The average patient, with prescription over three diopters, spends $600 per year on frames and lenses. In addition, they may be spending between $250 and $900 on contact lenses annually. Some patients may even need rigid, gas permeable lenses to improve their vision, which can cost over a $1000 a year. With the added cost of yearly medical exam of about $300, and a vision exam of $100, the burden of myopia is both physical and financial.
Learn more about getting ahead of common vision disorders by calling Visionary Eye Doctors in Rockville, MD today at 301-896-0890.
Controlling & Managing Myopia Symptoms
There is no cure for myopia, but various studies have shown that it is possible to slow down myopia during childhood and adolescence. Different methods have shown varying results over the years. Those methods include the following:
- Corneal reshaping: Corneal reshaping commonly known as Orthokeratology lenses (Ortho-K) or Gentle Vision Shaping System (GVSS) uses specially designed contact lenses that are worn during sleep at night to temporarily correct vision problems so glasses and contact lenses are not needed during waking hours of the day.
- Dual focus soft contact lenses: A type of multifocal contact lenses with the center of the lens correcting for myopia and the outer portion of the lens using peripheral defocus to slow myopia progression.
- Pharmaceuticals agents: Low-dose atropine drops have been used for myopia management for many years with effective short-term results. Ideal for younger children with less near visual work and children not able to wear contact lenses.

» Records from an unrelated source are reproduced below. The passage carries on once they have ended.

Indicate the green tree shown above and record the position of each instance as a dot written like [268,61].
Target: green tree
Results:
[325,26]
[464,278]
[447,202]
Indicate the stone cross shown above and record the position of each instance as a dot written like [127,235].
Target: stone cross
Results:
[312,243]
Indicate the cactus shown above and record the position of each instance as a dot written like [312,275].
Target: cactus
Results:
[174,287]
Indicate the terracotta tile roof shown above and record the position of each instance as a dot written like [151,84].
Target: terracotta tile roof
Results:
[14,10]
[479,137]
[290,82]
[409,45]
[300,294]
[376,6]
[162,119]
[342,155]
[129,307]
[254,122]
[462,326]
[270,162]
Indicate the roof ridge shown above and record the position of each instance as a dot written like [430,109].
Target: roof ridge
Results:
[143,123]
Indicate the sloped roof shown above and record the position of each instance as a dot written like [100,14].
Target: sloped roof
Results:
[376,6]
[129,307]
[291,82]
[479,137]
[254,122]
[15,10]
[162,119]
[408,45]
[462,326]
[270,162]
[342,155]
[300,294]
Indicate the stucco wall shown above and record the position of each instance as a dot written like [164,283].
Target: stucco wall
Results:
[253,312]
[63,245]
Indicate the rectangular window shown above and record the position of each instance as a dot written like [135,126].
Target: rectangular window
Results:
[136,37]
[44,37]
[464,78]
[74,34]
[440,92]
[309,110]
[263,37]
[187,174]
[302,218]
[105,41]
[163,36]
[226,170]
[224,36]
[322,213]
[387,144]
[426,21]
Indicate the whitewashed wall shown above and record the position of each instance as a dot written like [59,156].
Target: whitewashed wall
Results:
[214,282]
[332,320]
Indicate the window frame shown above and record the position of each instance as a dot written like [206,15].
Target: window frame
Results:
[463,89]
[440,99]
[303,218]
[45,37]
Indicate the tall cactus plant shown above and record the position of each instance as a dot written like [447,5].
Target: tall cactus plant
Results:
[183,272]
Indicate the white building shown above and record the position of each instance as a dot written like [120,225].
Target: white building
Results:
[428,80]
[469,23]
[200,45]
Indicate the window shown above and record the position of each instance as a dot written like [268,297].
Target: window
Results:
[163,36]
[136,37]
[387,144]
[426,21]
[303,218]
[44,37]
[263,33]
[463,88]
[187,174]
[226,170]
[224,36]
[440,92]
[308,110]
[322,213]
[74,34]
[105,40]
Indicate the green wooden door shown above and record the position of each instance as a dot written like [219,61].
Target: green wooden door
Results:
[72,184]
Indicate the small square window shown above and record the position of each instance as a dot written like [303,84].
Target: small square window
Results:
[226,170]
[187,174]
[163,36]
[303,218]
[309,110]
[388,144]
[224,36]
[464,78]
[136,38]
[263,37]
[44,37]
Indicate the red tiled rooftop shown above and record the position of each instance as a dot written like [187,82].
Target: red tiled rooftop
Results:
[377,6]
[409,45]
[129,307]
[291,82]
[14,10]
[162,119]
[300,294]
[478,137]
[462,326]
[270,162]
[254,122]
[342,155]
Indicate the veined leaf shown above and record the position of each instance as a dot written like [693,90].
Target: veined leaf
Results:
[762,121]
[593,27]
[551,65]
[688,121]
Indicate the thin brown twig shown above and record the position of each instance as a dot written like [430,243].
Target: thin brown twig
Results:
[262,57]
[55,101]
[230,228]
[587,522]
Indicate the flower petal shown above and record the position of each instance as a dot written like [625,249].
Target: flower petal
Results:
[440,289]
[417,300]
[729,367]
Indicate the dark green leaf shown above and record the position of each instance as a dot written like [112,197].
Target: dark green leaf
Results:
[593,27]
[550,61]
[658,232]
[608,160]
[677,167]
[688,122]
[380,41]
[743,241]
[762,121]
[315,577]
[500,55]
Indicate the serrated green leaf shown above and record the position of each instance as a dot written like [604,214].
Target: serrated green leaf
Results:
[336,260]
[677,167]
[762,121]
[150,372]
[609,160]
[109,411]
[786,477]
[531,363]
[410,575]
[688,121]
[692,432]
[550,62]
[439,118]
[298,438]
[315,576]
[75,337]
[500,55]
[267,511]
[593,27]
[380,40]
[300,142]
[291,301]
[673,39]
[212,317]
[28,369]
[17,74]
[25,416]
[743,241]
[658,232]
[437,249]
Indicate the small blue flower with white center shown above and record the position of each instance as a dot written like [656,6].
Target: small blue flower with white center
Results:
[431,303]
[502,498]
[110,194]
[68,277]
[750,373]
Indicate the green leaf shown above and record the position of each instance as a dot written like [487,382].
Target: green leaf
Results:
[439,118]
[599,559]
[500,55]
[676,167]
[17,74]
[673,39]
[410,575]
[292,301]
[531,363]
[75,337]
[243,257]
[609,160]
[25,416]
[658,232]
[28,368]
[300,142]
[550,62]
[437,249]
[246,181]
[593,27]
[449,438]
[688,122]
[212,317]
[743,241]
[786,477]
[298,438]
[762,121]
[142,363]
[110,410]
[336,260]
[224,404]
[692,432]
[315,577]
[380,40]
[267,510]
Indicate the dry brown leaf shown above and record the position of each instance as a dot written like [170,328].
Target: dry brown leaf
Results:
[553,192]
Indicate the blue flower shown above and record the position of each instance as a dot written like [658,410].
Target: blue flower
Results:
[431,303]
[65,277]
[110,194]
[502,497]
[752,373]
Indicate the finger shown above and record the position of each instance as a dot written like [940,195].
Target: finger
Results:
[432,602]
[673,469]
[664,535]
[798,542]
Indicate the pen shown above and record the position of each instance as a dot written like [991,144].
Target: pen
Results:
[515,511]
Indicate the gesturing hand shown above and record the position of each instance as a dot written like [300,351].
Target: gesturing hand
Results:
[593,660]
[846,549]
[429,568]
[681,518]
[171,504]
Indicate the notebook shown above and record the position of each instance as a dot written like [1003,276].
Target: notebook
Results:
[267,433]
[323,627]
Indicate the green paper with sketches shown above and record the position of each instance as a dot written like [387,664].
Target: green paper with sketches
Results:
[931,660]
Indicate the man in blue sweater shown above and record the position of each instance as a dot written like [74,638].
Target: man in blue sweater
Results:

- Lifestyle changes: Studies show that myopia progression can be slowed in children by: 1) increasing outside activities with two hours in natural light while doing distant activities; 2) performing their near activity in a well-lit room and following the 20-20-20 rule; 3) limit screen time to no more than two hours a day; and 4) turn off all electronics one hour before sleep.
- Spectacle correction: Spectacle lenses have been used for many years to improve vision due to myopia. This method has not proven effective for myopia management but may be more suitable to use in conjugation with pharmaceutical treatments.
- Under-correction: Under-correction of glasses or contact lenses has been used in the past by some prescribers and concerned parents who feared that it will make their child’s vision worse. Research has shown that using this method of myopia control increases myopia progression.
Overall, evidence has shown that the best techniques for slowing myopia progression are Ortho-K, dual focus contact lenses, and low dose atropine drops.